The Role of pH in Modulating the Electronic State Properties of Minocycline Drug and Its Inclusion within Micellar Carriers.

A detailed investigation of the spectral and photophysical properties of minocycline (MC) in water at different pHs, solvents of different polarity, and micellar surfactant solutions was carried out in this study. An unusual behavior was highlighted with respect to other tetracyclines due to the presence of an additional dimethylamino group in the MC molecular structure. In particular, four equilibrium constants associated with mono-deprotonation reactions were characterized by steady-state spectroscopy.
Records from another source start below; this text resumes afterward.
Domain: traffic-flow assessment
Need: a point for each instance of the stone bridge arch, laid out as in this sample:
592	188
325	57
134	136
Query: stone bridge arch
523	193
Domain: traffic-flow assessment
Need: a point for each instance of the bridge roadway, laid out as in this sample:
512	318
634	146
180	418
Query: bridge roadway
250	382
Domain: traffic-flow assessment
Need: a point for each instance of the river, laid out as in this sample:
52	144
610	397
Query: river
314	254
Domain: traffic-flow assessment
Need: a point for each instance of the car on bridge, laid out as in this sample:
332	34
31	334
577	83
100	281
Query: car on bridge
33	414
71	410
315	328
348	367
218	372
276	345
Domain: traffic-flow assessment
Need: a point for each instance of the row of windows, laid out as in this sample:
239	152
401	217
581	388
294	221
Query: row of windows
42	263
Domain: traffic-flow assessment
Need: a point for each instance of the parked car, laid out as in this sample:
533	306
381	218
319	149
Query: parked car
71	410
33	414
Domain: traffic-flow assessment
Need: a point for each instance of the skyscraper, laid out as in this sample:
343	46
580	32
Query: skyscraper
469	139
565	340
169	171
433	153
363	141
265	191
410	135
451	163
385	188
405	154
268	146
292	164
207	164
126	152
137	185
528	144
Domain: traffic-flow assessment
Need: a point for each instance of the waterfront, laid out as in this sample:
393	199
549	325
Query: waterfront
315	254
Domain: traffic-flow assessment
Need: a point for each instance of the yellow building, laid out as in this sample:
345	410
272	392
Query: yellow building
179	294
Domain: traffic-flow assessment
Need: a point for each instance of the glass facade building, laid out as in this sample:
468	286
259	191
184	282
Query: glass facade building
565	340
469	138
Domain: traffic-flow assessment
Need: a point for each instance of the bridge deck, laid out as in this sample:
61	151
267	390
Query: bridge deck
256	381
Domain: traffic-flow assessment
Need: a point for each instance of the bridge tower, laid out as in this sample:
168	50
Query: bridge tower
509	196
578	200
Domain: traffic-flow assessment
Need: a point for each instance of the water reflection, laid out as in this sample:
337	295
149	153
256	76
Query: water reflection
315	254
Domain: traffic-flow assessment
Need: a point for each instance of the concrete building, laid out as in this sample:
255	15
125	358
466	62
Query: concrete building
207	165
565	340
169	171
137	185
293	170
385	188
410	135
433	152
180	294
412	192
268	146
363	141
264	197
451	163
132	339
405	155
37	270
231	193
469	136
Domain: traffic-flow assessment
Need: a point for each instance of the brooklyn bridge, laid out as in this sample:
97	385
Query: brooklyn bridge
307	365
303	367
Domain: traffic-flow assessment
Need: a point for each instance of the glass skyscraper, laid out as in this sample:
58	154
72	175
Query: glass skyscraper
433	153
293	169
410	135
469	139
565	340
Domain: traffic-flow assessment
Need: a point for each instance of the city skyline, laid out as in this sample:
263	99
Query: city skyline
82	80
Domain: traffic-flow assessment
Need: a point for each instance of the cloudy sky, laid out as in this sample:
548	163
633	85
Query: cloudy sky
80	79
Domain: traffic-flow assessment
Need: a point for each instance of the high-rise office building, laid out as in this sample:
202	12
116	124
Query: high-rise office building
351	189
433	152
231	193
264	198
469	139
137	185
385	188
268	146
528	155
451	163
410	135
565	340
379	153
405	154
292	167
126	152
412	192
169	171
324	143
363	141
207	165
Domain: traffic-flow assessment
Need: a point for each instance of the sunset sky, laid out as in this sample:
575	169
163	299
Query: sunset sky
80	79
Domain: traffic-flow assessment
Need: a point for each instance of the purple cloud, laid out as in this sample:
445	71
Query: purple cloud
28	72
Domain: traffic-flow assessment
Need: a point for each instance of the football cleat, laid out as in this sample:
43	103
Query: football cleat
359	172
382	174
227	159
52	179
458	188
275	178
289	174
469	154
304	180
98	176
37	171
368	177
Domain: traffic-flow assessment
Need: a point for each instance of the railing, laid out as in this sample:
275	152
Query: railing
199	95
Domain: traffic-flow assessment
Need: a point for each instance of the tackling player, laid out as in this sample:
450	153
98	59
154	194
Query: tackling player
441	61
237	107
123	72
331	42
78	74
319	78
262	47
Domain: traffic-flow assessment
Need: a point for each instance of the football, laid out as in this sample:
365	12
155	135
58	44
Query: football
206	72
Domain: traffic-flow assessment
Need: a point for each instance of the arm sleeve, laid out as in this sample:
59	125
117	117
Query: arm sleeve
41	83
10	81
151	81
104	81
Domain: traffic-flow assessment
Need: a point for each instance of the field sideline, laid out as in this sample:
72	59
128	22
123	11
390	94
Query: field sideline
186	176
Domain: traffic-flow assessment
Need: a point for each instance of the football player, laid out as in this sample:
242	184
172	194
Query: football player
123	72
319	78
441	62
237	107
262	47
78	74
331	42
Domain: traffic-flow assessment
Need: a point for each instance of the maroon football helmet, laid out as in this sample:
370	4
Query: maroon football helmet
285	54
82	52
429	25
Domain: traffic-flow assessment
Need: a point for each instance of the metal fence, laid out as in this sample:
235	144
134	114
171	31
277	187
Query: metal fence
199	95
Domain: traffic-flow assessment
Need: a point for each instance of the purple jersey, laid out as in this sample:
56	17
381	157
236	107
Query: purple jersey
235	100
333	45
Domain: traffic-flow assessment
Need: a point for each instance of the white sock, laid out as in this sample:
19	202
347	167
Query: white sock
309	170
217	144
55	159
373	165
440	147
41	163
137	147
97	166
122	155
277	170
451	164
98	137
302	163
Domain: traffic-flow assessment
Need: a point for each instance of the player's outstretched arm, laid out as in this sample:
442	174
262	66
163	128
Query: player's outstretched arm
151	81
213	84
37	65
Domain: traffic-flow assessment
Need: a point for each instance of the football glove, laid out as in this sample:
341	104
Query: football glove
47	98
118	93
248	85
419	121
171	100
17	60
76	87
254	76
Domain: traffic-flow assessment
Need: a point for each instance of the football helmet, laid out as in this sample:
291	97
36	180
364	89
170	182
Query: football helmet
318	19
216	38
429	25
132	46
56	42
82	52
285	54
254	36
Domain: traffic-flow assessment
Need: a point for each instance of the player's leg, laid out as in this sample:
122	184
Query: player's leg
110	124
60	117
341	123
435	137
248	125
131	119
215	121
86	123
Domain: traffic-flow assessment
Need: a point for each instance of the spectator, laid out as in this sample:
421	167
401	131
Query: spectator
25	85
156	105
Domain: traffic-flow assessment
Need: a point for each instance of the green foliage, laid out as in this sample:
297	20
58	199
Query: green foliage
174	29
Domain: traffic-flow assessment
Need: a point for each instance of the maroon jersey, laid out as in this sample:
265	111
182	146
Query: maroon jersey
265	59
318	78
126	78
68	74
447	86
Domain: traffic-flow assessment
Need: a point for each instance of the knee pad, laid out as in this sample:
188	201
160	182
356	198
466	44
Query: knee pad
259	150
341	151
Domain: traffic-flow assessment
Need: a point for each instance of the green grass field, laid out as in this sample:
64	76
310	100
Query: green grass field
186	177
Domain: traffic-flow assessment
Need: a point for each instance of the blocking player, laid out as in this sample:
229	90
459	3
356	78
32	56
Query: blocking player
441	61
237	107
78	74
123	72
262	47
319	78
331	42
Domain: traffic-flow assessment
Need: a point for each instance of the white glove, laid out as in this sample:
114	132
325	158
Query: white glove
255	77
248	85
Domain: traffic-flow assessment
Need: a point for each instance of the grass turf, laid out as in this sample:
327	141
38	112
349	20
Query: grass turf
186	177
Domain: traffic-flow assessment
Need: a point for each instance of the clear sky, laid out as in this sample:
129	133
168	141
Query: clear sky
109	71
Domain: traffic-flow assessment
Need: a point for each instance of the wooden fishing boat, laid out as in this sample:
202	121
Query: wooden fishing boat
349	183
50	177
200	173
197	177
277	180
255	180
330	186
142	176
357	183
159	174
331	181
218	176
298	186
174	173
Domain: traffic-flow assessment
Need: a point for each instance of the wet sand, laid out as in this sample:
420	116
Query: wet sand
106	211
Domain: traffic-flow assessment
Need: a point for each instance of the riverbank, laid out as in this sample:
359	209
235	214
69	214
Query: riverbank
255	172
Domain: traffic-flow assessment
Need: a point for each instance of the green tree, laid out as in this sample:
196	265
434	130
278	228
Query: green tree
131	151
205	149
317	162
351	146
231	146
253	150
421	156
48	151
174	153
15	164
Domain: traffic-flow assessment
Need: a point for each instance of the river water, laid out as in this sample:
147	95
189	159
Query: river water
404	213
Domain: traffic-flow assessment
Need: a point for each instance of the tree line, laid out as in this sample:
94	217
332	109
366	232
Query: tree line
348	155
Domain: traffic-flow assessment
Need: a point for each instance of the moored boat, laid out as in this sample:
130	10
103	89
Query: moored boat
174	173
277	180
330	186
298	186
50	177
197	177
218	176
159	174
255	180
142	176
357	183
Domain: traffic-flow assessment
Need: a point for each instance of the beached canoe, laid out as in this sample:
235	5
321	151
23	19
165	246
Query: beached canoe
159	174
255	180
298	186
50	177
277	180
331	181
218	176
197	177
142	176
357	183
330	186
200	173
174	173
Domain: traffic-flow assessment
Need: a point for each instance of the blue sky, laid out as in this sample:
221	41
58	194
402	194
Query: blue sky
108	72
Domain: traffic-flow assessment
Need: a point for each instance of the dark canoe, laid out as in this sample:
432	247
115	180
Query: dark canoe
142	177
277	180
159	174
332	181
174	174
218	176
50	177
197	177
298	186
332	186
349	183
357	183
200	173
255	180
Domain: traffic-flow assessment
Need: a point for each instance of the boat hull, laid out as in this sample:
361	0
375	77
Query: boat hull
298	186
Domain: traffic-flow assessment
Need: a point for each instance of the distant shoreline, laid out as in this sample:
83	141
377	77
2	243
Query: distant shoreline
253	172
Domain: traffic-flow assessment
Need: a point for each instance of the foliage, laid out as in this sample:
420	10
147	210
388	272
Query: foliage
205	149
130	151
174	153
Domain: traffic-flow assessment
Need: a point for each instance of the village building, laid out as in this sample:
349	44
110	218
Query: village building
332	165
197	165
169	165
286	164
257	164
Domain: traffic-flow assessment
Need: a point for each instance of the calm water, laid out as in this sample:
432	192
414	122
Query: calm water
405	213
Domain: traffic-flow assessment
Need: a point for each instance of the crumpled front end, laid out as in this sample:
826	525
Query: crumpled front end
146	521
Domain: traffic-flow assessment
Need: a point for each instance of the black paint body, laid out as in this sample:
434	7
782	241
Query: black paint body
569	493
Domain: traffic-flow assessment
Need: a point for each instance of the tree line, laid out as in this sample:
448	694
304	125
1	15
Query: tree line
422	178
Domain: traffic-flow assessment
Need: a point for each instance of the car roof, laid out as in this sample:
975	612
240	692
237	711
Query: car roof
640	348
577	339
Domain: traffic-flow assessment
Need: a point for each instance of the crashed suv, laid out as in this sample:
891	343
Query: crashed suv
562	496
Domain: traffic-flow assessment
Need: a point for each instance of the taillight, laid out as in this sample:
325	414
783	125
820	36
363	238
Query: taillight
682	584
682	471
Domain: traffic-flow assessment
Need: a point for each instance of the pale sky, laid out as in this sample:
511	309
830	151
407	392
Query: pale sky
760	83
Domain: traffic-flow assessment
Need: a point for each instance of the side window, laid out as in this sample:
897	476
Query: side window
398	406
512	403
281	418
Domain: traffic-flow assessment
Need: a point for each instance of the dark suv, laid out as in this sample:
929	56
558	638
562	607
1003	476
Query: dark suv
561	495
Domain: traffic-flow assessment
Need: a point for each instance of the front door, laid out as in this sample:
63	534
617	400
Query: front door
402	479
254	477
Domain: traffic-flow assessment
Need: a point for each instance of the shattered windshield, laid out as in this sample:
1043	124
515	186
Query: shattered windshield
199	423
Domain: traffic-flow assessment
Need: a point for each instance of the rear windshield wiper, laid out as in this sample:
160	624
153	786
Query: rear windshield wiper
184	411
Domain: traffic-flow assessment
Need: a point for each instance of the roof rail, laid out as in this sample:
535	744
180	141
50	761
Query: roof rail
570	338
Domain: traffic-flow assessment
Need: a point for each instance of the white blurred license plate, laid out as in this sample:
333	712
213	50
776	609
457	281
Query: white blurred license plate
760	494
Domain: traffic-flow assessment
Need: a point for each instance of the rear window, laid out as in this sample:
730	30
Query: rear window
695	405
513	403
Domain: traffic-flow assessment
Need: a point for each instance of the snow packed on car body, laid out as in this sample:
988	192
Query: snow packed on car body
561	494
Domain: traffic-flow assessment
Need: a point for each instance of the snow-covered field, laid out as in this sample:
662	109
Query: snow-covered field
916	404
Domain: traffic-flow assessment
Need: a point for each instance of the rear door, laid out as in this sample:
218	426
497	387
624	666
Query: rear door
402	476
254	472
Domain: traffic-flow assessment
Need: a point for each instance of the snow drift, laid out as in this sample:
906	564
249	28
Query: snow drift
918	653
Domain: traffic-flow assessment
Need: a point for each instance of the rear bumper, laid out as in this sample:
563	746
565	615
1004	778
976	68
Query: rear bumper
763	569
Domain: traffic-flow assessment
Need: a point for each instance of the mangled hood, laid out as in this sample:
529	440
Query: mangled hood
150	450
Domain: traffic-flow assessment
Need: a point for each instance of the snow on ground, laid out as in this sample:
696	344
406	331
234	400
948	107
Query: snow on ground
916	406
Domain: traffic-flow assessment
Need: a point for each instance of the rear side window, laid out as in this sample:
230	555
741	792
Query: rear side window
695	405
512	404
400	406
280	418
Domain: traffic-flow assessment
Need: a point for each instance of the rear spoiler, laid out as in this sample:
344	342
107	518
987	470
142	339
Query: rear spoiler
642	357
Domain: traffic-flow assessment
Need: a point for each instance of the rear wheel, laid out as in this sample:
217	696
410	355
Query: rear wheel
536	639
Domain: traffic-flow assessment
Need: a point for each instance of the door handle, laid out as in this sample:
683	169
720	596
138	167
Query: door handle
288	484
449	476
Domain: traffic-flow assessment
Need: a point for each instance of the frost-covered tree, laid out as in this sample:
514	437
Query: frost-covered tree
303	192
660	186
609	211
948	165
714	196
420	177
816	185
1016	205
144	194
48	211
Femtosecond time-resolved pump-probe and fluorescence up-conversion measurements allowed the dynamics of the lowest excited singlet state of the five different acid-base species of MC to be characterized in terms of lifetimes and transient spectra. Two emissive species associated with keto-enol tautomerism resulting from excited-state intramolecular proton transfer (ESIPT) were revealed with time constants of a few and tens of picoseconds. TD-DFT quantum mechanical calculations were also performed to define the state order and nature of the differently protonated species, together with their absorption spectra. The role of pH proved to be fundamental in modulating the drug charge and therefore the interaction with cationic micelles where the neutral form of MC, that is the biologically active one, resulted efficiently included.